Willful failure to file an FBAR is subject to a maximum penalty of either (1) $100,000 per violation, or (2) 50% of the account’s value. Whichever number turns out to be higher is the penalty which will be imposed. Even non-willful FBAR violations can trigger penalties of up to $10,000 per violation.
Why Make a Voluntary Disclosure to the IRS with the Streamlined Offshore Procedure?
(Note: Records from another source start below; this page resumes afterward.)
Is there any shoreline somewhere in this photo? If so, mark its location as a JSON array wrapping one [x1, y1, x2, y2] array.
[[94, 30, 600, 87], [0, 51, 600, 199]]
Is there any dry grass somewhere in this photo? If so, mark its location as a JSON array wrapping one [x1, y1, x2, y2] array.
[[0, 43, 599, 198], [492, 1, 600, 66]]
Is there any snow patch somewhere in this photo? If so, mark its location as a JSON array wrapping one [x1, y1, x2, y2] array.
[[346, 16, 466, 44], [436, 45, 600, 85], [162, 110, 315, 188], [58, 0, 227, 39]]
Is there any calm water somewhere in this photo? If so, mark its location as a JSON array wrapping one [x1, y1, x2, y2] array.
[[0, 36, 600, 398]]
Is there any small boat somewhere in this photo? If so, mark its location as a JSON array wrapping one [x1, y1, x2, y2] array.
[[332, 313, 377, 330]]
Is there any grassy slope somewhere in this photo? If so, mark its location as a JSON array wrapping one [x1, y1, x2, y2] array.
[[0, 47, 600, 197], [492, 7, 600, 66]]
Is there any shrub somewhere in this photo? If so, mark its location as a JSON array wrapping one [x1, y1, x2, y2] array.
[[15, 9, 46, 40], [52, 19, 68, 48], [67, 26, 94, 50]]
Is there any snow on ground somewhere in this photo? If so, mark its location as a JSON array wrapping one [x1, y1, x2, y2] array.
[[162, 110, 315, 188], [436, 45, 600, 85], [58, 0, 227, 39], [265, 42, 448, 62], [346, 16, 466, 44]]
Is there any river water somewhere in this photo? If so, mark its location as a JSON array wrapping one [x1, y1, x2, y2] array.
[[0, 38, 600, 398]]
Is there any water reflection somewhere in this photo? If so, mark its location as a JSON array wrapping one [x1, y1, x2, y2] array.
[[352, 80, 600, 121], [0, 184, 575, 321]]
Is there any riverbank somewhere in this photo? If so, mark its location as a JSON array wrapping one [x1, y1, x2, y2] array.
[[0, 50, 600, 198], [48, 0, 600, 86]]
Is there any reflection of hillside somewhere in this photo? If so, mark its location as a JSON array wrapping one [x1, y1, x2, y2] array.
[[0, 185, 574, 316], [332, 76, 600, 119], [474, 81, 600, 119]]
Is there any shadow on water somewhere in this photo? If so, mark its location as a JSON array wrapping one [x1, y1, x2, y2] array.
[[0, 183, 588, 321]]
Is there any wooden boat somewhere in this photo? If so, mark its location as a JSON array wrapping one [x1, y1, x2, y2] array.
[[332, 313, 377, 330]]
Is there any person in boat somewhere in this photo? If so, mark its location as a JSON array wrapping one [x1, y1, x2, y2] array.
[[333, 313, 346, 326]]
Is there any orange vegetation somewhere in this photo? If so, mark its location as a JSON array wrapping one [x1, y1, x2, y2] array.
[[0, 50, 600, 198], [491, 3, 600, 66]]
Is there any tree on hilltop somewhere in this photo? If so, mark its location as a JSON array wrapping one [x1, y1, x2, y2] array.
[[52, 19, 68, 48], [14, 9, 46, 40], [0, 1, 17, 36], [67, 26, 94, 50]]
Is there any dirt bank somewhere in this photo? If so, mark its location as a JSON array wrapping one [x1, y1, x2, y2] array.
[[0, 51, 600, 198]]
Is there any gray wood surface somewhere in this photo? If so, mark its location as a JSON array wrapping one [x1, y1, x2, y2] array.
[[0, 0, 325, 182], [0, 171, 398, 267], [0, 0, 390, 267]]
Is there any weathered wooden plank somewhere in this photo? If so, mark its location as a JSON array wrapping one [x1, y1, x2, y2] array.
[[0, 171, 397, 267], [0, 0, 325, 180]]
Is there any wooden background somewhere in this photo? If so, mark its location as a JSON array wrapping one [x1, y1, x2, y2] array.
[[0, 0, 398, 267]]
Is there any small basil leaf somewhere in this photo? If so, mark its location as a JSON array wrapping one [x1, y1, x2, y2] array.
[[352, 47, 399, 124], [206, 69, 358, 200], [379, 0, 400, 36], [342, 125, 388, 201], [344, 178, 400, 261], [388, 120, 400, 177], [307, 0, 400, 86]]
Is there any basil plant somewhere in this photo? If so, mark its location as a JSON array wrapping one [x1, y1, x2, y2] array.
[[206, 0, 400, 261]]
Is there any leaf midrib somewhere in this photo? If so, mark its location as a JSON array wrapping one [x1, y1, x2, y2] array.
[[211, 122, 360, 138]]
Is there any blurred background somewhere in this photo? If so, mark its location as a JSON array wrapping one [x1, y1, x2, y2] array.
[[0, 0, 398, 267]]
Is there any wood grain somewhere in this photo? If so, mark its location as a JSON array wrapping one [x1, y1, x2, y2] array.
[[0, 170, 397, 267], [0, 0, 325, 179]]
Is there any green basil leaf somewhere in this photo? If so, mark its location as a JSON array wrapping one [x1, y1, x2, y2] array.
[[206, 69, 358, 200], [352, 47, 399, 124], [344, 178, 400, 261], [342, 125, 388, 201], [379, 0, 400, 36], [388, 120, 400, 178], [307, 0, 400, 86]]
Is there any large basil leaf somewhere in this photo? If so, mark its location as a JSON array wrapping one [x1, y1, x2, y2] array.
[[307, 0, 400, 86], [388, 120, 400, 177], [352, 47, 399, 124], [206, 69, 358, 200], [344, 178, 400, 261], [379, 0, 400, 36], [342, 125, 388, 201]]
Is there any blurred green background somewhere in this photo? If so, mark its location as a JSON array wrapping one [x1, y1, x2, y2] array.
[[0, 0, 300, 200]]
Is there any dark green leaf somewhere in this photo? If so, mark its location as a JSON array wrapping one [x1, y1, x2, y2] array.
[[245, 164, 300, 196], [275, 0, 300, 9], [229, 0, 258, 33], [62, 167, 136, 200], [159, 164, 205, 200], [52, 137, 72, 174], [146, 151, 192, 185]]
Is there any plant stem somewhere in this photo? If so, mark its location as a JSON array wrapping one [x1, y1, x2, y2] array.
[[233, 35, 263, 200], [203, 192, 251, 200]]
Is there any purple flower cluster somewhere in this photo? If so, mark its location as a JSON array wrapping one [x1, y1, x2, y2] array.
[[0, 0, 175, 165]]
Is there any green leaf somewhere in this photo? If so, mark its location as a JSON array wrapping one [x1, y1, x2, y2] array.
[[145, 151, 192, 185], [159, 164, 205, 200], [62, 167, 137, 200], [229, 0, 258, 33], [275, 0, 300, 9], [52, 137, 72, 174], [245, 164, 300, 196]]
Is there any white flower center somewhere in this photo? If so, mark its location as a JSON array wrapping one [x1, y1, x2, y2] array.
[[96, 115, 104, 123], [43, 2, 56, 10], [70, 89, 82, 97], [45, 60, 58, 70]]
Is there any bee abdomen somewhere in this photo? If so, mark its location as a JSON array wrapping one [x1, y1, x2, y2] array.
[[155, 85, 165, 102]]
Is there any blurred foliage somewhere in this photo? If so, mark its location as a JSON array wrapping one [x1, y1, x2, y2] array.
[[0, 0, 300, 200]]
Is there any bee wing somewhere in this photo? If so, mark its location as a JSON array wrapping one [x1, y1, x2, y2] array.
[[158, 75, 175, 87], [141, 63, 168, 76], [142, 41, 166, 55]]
If you are concerned about criminal prosecution, you may want to consider participating in a new IRS program called the Streamlined Offshore Program. Not only does Streamlined participation reduce the financial penalties to which you would otherwise be subject; even more significantly, participation also effectively eliminates the chance that you will be referred for prosecution to the DOJ. This is expressed by the IRS in the following statement:
“When a taxpayer truthfully, timely, and completely complies with all provisions of the Streamlined Offshore Procedure, the IRS will not recommend criminal prosecution to the Department of Justice for any issue relating to tax noncompliance or failure to file Report of Foreign Bank and Financial Accounts [FBAR].”
However, the IRS also issues the following caveat:
“If the IRS has initiated a civil examination for any year, regardless of whether it relates to undisclosed Streamlined assets… the taxpayer will not be eligible to participate in the Streamlined Program. A taxpayer under criminal investigation by CI [Criminal Investigation] is also ineligible.”
In other words, you cannot participate in Streamlined if an investigation has already begun. Therefore, it is imperative that you act quickly by contacting a CPA right away. If you wait for too long, you may deprive yourself of recourse.